Your Questions

Round 42


Q: Hi Eric, I attended your seminar at VE this summer and bought your book. I have a question about training cycle. What are the some schedules for sport-specific (SS) training if I plan to climb on the weekend? – Steven (MN)

A: Hi Steven, I propose two different schedules for SS training for weekend climbers: Tues/Wed and Tues/Thurs. In using the Tue/Wed routine, the key is NOT to climb to exhaustion on Tuesday–focus on hard bouldering, power and improving technique; then on Wednesday you can focus more on endurance or redpointing. The nice thing about Tues/Wed is that it teaches you to climb hard two days in a row, as most weekend climbers aspire to do. But in a pure training schedule, Tues/Thur is a better schedule, since you can train maximally both days given a rest day in between.

Q: Hi Eric: I have been using your HIT strips for a little while now and have been seeing some good strength gains from them, both in terms of how I feel on the rock and in terms of the amount of weight I’m using on the HIT strips. In my most recent workout, I could do about 16 movements on the large holds with a 38-lb vest, and the crimps also about 16 movements, with 20 lbs. My question is that even though I’m adding a fair amount of weight on the bigger holds, I’m still unable to do more than a move or two on the pockets (with no weight) and can’t do anything with the pinches. Do I just keep jacking up the weight on the bigger holds until this changes? – David (MA)

A: Hi David, The pocket and pinch grips are very specific, but if you keep working them neural learning that will soon kick-in and enable you to build to 10 to 15 hand movements.

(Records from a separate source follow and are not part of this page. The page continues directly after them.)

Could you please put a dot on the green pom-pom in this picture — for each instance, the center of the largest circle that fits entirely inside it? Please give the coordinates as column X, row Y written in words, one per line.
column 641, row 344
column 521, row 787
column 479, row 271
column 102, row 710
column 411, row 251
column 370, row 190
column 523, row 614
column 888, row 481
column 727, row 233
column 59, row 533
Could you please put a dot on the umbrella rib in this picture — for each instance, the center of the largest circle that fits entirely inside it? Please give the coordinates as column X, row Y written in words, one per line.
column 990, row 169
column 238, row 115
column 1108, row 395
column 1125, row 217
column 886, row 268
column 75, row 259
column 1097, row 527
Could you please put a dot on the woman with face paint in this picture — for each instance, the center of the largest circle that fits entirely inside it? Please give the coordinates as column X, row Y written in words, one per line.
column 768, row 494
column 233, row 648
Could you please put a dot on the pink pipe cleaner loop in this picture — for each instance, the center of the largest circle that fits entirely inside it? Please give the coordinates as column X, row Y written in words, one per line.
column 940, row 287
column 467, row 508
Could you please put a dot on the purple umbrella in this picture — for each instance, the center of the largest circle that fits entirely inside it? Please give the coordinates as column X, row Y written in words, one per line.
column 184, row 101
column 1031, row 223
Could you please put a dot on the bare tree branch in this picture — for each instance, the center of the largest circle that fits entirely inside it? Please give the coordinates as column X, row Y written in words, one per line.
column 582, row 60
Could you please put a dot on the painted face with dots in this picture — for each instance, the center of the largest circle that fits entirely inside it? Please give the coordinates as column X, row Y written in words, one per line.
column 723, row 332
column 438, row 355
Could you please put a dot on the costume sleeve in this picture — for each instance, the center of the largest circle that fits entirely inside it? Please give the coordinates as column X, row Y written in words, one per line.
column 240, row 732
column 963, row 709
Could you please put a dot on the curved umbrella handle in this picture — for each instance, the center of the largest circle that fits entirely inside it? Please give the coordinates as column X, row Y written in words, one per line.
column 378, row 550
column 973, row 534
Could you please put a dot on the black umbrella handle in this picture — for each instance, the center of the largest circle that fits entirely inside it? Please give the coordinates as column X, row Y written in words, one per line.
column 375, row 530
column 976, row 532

The best approach is to have a spotter press (upward) on your back to reduce weight so that you can go up and down once (at less than body weight). Do two sets this way, but be aware (careful) that you don’t strain your tendons (do consider taping your fingers). Also, be sure you are turning your hips and placing your feet on decent foot holds, since this is good technique and will enable smoother movement.

Q: I’ve been climbing three years, but I’m having problems moving beyond 5.12. What can I do to improve further? – Leonard (Brazil)

A: Hello Leonard, Achieving 5.12 in 3 years is very good. Still, you can certainly climb much harder, but it will take a focused effort to improve technically and mentally, not just physically. Force yourself onto new types of routes and problems that are not your strong area (technique-wise). This will help elevate your skills and your ability.

Q: I recently bought your book Training for Climbing, and I think it’s an excellent. Thank you! I’m trying to make myself a good training program that I can do at home using “pump rocks” or a fingerboard, since I can go climbing only about once a week. I would like to adopt the 3-2-1 strategy but when it comes to choosing appropriate drills, I have trouble distinguishing between strength/power exercises and A-E exercises. How do I adjust exercises, say on the pump rocks or fingerboard, to train strength or endurance? – Caj (Finland)

A: Hi Caj, Here is the key concept: If an exercise is brief and maximal, then it trains max strength and power; however, if the intensity is only moderate and the exercise duration longer then it trains anaerobic endurance (AE). So, a set of 25 pull-ups or a minute of Frenchies will train AE, whereas an 8-rep set of hypergravity pull-ups (with say 40 pounds around your waste) or lunging powerfully on a campus board will train max strength and power. Thus, you can adjust the weight/intensity of most exercises to scale an exercise from strength to AE.

Q: Hello, I was wondering what will give better training progression – Doing a little bit of everything per session, or having a separate day for each type of training (bouldering, campusing, intervals, etc) – Alon (Australia)

A: Hi Alon, Group similar (physiological) activities/exercises for a given session. For example, do bouldering and campus training on the same workout; then do redpoint, endurance exercises and such on a different workout. Actually it’s best to cycle back and forth from max strength/power workouts to endurance climbing workouts every couple of weeks. Varying your workouts and keeping them progressive is key.

Q: What things can I do to improve my mental game for hard climbing and competitions? –Zorbey (Istanbul)

A: Hi Zorbey, Yes, mental training is very important. I have recently recorded 6 podcasts on mental training that will be very helpful. Here’s a link to listen to them on your computer: http://www.podclimber.com/index.php?m=1&c=11&p=363&page=1

Listen to Training podcasts #11 – #16, to hear on six different mental topics. Also, I suggest you get a copy of Arno Ilgner’s Rock Warrior’s Way, an excellent book on the subject.